Here's more idiomatic way to do that. Actually, it's one-liner; I've just aligned it for better readability.

let Input = [ "Lorem"; "ipsum"; "dolor"; "set"; "amet"; "consectetuer";
              "adipiscing"; "elit"; "Aenean"; "commodo"; "ligula"; "eget";
              "dolor"; "Aenean"; "massa" ]

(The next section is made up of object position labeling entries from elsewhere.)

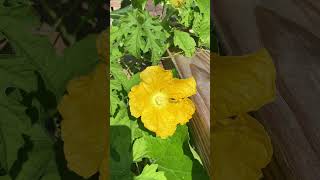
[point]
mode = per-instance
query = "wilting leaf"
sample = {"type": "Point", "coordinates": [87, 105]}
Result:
{"type": "Point", "coordinates": [84, 125]}
{"type": "Point", "coordinates": [242, 84]}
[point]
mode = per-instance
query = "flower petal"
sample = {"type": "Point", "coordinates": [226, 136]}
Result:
{"type": "Point", "coordinates": [160, 121]}
{"type": "Point", "coordinates": [182, 110]}
{"type": "Point", "coordinates": [156, 77]}
{"type": "Point", "coordinates": [240, 148]}
{"type": "Point", "coordinates": [181, 88]}
{"type": "Point", "coordinates": [139, 98]}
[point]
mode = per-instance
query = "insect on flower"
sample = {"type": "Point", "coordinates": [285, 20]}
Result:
{"type": "Point", "coordinates": [162, 101]}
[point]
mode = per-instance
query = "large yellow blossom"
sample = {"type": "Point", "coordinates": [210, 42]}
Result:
{"type": "Point", "coordinates": [240, 145]}
{"type": "Point", "coordinates": [162, 101]}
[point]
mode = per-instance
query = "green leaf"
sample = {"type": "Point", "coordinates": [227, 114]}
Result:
{"type": "Point", "coordinates": [120, 153]}
{"type": "Point", "coordinates": [181, 166]}
{"type": "Point", "coordinates": [184, 41]}
{"type": "Point", "coordinates": [41, 160]}
{"type": "Point", "coordinates": [150, 173]}
{"type": "Point", "coordinates": [201, 26]}
{"type": "Point", "coordinates": [139, 4]}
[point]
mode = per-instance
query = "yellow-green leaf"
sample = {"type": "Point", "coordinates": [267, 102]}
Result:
{"type": "Point", "coordinates": [84, 124]}
{"type": "Point", "coordinates": [240, 149]}
{"type": "Point", "coordinates": [242, 83]}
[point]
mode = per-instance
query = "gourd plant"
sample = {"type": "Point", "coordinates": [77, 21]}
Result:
{"type": "Point", "coordinates": [138, 43]}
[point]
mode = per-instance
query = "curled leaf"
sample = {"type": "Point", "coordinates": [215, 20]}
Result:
{"type": "Point", "coordinates": [242, 84]}
{"type": "Point", "coordinates": [241, 148]}
{"type": "Point", "coordinates": [84, 125]}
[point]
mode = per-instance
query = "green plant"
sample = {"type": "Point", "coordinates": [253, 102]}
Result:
{"type": "Point", "coordinates": [33, 79]}
{"type": "Point", "coordinates": [138, 40]}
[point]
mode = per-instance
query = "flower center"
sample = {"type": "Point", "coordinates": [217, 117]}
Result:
{"type": "Point", "coordinates": [159, 99]}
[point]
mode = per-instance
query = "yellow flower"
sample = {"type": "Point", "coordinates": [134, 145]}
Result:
{"type": "Point", "coordinates": [162, 101]}
{"type": "Point", "coordinates": [240, 146]}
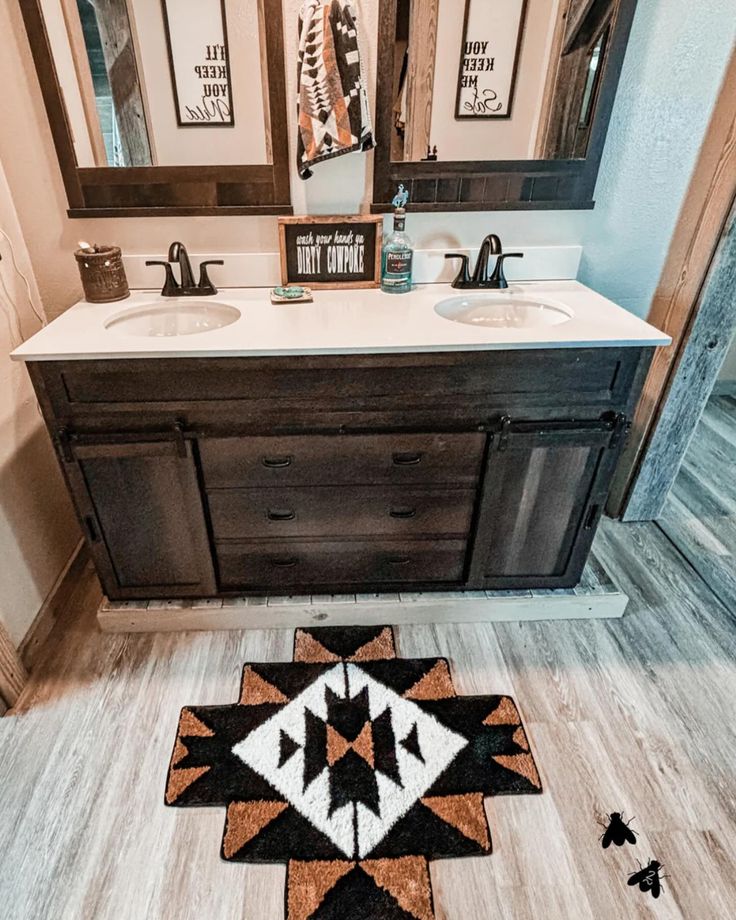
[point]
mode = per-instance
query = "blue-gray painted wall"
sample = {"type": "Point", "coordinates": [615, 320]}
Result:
{"type": "Point", "coordinates": [674, 65]}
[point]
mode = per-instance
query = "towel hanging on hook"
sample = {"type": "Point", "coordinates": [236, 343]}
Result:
{"type": "Point", "coordinates": [334, 117]}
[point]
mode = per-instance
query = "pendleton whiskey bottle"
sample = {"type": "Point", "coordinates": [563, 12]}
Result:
{"type": "Point", "coordinates": [397, 258]}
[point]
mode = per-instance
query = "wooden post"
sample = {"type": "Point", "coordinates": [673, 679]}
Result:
{"type": "Point", "coordinates": [122, 70]}
{"type": "Point", "coordinates": [692, 383]}
{"type": "Point", "coordinates": [700, 226]}
{"type": "Point", "coordinates": [420, 77]}
{"type": "Point", "coordinates": [84, 78]}
{"type": "Point", "coordinates": [13, 675]}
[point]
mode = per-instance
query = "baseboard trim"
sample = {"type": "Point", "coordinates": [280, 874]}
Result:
{"type": "Point", "coordinates": [347, 610]}
{"type": "Point", "coordinates": [53, 607]}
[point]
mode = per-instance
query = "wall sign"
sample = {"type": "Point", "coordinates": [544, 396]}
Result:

// Short solution that does not support more than two values
let Output1 =
    Input
    |> List.fold
        (fun (i, l1, l2) x ->
            if i=4 then 0, None, (l1.Value, x)::l2
            elif i=1 then i+1, Some x, l2
            else i+1, l1, l2
        )
        (0, None, [])
    |> fun (_, _, elem) -> elem
    |> List.rev

Idea

The general idea is based on three steps:

  1. Splitting the list into a List of tuples, taking 2nd and 5th strings. WARNING If the original data length is not a multiplier of 5, the trailing element will be lost.
  2. Filtering out temporary data from a triple by taking the third element, which is our primary goal;
  3. Reversing the list.

Explanation

The first line is the hardest one.

Let's define our state. It will be a triple of sequential number, an string option that contains strings ##2, 7, etc and an "outer" (string*string) list that is added once we meet elements ##5, 10, etc.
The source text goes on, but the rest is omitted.